Mathematical concept of factorial

Given $n$ objects, in how many ways can they be arranged one after another?

For example, if we have three balls, one green, one blue, and one red, there are six ways to line them up:

In general, there are $n!$ ways to arrange $n$ objects one after another. Here, $n!$ denotes the factorial of $n$, defined as

$$n!=n(n-1)(n-2)\cdots 1.$$

The reason is this: Among the $n$ objects, there are $n$ possibilities to choose one as the first. Once this first object is chosen, there are $n-1$ left, and we have $n-1$ possibilities to choose the second, ... And so on until the last, where there is only one possibility.

By definition, $0!=1$. This value is appropriate since there is exactly one sequence with zero objects: the empty sequence.

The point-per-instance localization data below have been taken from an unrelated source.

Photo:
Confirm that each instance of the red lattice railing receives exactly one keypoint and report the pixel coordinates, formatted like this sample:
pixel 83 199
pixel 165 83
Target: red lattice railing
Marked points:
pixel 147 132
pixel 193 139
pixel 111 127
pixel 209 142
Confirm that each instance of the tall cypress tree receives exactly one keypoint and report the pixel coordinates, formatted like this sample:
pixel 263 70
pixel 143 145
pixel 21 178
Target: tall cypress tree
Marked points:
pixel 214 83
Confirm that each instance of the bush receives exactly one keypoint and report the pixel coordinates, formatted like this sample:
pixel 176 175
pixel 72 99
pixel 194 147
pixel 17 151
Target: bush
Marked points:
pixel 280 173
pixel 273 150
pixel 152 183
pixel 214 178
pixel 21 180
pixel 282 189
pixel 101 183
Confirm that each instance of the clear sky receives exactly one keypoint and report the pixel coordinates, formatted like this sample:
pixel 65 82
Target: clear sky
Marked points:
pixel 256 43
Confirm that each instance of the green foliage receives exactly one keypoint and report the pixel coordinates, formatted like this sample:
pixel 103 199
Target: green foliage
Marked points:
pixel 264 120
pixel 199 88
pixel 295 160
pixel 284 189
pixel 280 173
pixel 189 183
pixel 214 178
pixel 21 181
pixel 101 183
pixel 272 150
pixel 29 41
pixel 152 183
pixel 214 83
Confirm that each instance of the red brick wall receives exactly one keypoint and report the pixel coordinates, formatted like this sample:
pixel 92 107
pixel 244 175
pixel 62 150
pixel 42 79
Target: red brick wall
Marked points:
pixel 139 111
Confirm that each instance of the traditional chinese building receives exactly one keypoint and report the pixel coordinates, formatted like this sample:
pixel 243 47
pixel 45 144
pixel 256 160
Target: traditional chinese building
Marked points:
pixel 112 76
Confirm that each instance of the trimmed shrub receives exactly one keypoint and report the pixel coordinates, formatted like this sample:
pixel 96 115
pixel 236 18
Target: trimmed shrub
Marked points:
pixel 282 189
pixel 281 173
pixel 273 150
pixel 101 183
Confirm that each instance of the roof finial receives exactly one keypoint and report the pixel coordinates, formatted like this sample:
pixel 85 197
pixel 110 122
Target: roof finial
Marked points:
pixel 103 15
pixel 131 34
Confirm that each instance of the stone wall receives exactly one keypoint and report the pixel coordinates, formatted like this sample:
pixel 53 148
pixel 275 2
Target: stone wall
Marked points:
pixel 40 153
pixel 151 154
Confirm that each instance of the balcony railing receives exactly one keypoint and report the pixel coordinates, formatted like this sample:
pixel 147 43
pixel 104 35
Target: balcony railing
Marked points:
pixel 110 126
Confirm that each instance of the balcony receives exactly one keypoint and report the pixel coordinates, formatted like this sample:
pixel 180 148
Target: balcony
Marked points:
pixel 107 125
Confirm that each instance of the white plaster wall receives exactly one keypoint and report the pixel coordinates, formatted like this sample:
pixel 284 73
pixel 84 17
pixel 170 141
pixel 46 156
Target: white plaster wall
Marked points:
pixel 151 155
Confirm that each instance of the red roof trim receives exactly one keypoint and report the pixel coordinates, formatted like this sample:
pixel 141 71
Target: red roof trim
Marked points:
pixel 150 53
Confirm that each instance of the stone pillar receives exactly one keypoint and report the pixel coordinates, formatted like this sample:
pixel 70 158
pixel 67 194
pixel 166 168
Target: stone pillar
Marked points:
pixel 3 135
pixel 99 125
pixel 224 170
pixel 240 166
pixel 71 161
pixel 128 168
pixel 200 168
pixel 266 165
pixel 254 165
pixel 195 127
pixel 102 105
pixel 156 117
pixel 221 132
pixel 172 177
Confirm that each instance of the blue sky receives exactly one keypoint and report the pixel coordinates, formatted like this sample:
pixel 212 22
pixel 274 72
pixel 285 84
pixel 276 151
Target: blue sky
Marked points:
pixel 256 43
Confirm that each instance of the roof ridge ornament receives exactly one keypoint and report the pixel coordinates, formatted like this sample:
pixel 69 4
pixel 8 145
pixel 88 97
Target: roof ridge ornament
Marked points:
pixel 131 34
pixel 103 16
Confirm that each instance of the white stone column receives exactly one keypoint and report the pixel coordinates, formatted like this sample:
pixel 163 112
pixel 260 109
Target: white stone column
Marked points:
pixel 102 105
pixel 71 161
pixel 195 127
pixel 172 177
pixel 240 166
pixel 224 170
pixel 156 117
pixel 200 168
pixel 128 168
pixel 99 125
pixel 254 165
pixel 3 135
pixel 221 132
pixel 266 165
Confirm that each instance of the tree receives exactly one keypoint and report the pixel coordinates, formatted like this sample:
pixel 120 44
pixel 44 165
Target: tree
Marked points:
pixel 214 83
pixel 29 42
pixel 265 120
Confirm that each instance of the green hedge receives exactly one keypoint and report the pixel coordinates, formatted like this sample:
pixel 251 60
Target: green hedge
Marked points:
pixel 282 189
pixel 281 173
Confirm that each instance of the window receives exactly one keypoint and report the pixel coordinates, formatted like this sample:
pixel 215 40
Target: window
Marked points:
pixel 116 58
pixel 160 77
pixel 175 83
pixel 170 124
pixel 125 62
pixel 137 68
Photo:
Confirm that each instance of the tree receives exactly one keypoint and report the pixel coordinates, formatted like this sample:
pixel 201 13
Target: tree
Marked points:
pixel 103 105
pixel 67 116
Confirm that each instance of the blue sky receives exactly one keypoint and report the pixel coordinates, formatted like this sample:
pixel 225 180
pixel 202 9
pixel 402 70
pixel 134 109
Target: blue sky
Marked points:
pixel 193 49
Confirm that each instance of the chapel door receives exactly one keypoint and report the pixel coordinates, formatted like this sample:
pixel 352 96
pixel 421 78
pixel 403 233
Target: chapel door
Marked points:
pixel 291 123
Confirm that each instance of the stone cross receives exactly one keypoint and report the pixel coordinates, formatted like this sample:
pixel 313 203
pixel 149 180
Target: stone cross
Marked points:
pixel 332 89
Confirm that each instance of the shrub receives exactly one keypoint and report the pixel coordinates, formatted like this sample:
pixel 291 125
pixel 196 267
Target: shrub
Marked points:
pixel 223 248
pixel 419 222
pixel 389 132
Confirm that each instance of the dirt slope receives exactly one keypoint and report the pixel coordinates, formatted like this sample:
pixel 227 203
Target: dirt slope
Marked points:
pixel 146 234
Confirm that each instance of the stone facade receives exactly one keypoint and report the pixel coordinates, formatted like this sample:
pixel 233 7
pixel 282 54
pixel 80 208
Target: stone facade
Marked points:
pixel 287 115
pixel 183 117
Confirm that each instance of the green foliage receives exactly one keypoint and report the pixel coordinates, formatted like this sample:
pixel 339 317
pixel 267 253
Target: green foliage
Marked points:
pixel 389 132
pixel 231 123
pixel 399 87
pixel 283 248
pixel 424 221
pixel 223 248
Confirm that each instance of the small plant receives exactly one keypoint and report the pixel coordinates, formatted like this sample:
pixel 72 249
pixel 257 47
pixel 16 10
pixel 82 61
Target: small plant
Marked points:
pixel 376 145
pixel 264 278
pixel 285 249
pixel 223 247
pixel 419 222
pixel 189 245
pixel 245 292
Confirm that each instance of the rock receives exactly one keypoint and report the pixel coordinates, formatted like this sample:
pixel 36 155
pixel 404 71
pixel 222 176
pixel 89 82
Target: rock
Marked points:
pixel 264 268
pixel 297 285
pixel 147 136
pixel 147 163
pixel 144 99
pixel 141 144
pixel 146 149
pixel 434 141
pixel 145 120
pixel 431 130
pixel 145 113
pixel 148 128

The following table shows the first values of factorials:

$n$	$n!$
0	1
1	1
2	2
3	6
4	24
5	120

Program to calculate the factorial of a number

Consider that we want a program to calculate the factorial f of a natural number n. We could start like this:

from yogi import read

n = read()
... # calculations to obtain f = n!
print(f)

To try to get f to be the factorial of n, we can use the definition of factorial: f = 1 * 2 * 3 * ··· * n. This tells us that f must be the product of the numbers between 1 and n. And we have already seen how to write a loop to generate all these numbers! We could use it as a template to complete the program:

from yogi import read

n = read()
i = 1
while i <= n:
    ...
    i = i + 1
print(f)

But we haven't talked about f yet... Let's see, to start, we know that when n is 0, f must be 1. And, in the previous loop, when n is 0, the loop body will not be entered. Therefore, the variable f must be set to 1 outside the loop body. Like this:

from yogi import read

n = read()
f = 1
i = 1
while i <= n:
    ...
    i = i + 1
print(f)

To continue, notice that we want, at the end of the loop, f to be f = 1 * 2 * 3 * ··· * n. Since the loop will end with i = n + 1, we could try to maintain at each iteration that f = 1 * 2 * ··· * i. This can be achieved by multiplying f by i at each iteration. Therefore, at each iteration, we must assign f = f * i. The program then looks like this:

from yogi import read

n = read()
f = 1
i = 1
while i <= n:
    f = f * i
    i = i + 1
print(f)

A DRAWING OR TRACE IS NEEDED.

You can try the program and check that it gives the correct values. Notice that factorial numbers grow very fast. For example, 200! is 788657867364790503552363213932185062295135977687173263294742533244359449963403342920304284011984623904177212138919638830257642790242637105061926624952829931113462857270763317237396988943922445621451664240254033291864131227428294853277524242407573903240321257405579568660226031904170324062351700858796178922222789623703897374720000000000000000000000000000000000000000000000000. Fortunately, Python has no problems with very large numbers (it can handle them as long as there is enough memory). With many other programming languages, this is not the case and operations can cause overflow errors.

A minor improvement

If you have thought about the previous program, you may have noticed that it can be improved: The first product is unnecessary. Since f = 1 * 2 * 3 * ··· * n is f = 2 * 3 * ··· * n, the loop does not need to start at 1, it can start at 2:

from yogi import read

n = read()
f = 1
i = 2
while i <= n:
    f = f * i
    i = i + 1
print(f)

This way the program performs one less iteration (because it saves a multiplication by one). It is not a big improvement by itself (reducing one iteration is negligible when there are many), but noticing these facts in programs is important.